Summer crop used for feed and dry out a wet soil profile
Many farmers complain when it’s too dry but Mt Mercer sheep and cropping farmer Rob Cameron worries when it’s too wet.
In the past season he has addressed that problem by planting tillage radish. Rob’s 1500-hectare property about 30 minutes south of Ballarat is home to Merinos and cross-breds while wheat, barley, canola and faba beans are the main crops.
Rob, a fourth-generation farmer, used tillage radish for the first time last year to provide summer feed while getting rid of moisture in the soil.
“The last three years have been fairly wet for cropping so I put the radish in as an alternative over summer to get a bit of grazing but its main purpose was to try to suck some excess moisture out of the ground,” he said.

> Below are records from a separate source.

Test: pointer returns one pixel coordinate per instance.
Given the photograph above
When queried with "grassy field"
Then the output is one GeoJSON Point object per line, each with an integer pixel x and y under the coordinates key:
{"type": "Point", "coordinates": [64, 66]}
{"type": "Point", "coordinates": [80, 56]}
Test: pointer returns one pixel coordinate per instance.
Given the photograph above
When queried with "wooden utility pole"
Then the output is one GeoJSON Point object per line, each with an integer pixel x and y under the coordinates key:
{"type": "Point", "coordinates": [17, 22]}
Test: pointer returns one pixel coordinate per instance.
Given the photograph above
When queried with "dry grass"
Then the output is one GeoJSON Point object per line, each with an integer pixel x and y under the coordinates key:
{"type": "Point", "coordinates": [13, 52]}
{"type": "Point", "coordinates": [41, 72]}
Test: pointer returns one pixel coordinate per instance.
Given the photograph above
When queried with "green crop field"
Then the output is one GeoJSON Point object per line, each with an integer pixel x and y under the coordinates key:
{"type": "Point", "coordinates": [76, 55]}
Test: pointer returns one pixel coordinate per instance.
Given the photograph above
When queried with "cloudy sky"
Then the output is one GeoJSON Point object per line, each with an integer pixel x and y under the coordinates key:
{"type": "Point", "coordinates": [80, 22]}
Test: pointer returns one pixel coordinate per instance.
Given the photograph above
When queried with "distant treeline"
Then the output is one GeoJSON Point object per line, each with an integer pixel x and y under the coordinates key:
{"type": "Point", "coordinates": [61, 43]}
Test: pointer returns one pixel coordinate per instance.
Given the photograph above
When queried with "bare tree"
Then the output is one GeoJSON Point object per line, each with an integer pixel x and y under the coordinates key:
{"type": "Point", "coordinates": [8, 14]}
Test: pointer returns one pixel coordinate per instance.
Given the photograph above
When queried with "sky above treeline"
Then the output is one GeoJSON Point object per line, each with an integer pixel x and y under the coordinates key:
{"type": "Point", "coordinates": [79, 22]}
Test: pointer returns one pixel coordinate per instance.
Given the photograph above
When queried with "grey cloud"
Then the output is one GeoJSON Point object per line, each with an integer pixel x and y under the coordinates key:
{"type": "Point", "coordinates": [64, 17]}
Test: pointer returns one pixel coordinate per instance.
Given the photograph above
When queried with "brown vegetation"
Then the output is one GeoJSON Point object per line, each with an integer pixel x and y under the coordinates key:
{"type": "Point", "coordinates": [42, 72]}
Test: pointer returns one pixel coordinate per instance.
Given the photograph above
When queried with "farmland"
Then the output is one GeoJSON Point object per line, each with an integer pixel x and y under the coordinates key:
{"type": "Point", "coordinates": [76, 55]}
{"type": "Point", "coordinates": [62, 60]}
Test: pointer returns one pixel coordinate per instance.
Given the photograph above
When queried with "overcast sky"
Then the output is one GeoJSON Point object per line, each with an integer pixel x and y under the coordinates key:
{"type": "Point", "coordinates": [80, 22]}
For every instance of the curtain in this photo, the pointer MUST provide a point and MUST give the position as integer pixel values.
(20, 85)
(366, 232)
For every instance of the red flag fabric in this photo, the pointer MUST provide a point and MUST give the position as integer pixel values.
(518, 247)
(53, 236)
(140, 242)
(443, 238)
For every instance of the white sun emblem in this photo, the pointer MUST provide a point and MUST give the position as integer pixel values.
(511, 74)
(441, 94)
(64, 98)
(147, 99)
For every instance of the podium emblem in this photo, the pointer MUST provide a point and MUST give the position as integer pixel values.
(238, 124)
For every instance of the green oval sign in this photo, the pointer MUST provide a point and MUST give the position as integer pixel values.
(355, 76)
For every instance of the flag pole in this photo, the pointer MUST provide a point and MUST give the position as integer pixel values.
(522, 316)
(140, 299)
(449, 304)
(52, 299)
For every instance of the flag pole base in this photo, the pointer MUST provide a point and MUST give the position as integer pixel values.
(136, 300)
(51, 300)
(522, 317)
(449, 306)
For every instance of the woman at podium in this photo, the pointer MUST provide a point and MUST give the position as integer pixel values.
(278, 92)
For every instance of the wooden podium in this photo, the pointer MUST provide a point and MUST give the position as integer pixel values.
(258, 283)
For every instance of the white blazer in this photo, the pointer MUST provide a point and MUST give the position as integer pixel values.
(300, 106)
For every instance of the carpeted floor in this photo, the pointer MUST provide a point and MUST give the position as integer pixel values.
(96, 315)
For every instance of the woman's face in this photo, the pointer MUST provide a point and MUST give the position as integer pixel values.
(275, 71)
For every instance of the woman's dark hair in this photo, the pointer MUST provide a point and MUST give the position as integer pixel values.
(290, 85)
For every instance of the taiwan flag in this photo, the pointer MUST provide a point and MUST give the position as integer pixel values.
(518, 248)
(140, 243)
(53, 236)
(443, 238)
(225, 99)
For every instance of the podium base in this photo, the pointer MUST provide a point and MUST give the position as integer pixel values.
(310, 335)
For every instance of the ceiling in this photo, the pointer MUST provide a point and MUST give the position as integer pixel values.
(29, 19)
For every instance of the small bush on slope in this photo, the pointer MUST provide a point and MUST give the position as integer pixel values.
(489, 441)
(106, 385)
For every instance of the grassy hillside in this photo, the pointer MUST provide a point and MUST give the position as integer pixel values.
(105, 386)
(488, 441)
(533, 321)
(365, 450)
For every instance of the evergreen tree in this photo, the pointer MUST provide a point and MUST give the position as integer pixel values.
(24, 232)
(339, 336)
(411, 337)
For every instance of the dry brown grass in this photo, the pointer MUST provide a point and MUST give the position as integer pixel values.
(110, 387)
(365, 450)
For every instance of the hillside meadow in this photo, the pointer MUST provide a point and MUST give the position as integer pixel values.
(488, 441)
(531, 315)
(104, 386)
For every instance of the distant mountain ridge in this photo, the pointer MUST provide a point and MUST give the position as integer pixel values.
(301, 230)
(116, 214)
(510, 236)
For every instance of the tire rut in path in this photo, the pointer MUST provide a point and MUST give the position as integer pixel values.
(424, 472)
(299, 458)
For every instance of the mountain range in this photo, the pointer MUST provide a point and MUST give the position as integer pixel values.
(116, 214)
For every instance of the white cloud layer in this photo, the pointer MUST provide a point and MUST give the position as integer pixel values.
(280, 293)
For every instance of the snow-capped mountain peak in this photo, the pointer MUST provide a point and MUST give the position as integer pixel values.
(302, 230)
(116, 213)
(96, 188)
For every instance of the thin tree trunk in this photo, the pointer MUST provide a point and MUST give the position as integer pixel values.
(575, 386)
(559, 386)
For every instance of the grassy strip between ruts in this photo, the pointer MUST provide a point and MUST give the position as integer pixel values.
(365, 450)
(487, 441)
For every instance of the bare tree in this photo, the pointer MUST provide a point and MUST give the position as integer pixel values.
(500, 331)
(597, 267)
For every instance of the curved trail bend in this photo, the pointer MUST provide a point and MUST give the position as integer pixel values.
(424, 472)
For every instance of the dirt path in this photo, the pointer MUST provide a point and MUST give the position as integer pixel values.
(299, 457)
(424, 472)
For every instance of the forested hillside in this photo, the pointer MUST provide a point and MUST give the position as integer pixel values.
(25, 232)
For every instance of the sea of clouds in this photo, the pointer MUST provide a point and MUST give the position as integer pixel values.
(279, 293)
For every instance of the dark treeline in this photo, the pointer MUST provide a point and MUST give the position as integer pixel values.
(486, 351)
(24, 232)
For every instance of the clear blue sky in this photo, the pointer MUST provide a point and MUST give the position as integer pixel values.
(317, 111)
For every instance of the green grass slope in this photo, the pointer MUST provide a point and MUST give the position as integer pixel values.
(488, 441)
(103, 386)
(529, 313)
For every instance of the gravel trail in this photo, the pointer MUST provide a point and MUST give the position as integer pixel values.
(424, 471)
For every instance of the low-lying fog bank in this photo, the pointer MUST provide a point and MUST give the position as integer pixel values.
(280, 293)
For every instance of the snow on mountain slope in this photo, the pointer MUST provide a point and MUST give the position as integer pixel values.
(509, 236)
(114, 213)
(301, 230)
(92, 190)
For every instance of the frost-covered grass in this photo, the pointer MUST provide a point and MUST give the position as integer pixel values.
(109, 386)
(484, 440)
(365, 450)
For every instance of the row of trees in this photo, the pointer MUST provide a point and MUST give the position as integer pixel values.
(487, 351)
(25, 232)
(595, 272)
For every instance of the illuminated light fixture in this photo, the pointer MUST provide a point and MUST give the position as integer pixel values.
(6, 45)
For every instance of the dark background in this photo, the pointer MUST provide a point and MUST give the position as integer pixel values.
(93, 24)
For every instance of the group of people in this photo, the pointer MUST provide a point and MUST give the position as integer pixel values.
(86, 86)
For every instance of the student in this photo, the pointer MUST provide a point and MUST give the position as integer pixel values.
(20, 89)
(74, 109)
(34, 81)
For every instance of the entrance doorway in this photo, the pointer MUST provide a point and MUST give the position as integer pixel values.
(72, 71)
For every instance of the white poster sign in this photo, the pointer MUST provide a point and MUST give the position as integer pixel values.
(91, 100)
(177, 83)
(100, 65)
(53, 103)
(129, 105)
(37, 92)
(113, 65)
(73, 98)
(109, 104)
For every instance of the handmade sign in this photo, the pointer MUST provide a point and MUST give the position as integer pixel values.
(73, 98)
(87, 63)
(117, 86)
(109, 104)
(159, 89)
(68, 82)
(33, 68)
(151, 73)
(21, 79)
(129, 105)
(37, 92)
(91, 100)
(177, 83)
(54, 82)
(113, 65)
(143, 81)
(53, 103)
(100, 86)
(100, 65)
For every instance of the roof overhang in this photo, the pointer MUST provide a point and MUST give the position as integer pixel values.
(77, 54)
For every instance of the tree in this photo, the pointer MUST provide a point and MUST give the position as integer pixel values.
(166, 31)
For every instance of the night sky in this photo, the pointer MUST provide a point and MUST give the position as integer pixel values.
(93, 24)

“Most of the time, if we get a drought, they’re our good years. They say there’s money in mud and there probably is, but we’ve got to try to utilise that moisture more efficiently and tillage radish has definitely been a help.
“It gave us summer feed for the sheep, which was a plus, but it was an extremely wet year and everything would have been wetter for sure if it wasn’t for the tillage radish.”
Rob plans to use it again this year, with some changes.
“There’s a lot to learn,” he said. “I tried it on several different stubbles – faba bean, canola, barley and wheat. I wouldn’t put it back into the canola stubbles because, being a fumigant plant, it never achieved its full potential and the volunteer canola was competing with it.”
At the other end of the spectrum was the faba bean stubble. “That was almost too good,” Rob said. “It was unbelievable feed; we had 1000 cross-bred ewes and you couldn’t find them it was so high.”
Its success might also create a source of revenue. “There was so much feed over summer, other farmers could have put their sheep on it. We could lease it over summer and get a return on it as well as sucking the soil dry.”
Rob also plans to use it again on wheat and barley where it grew well and was well grazed by the sheep.
He planted tillage radish on 400 hectares. “There was so much feed everywhere we could have been carrying triple the livestock,” he said. “That’s a good problem to have.”
It was direct-drilled with a disc seeder in a simple process that helped to get through the heavy stubble loads after harvest.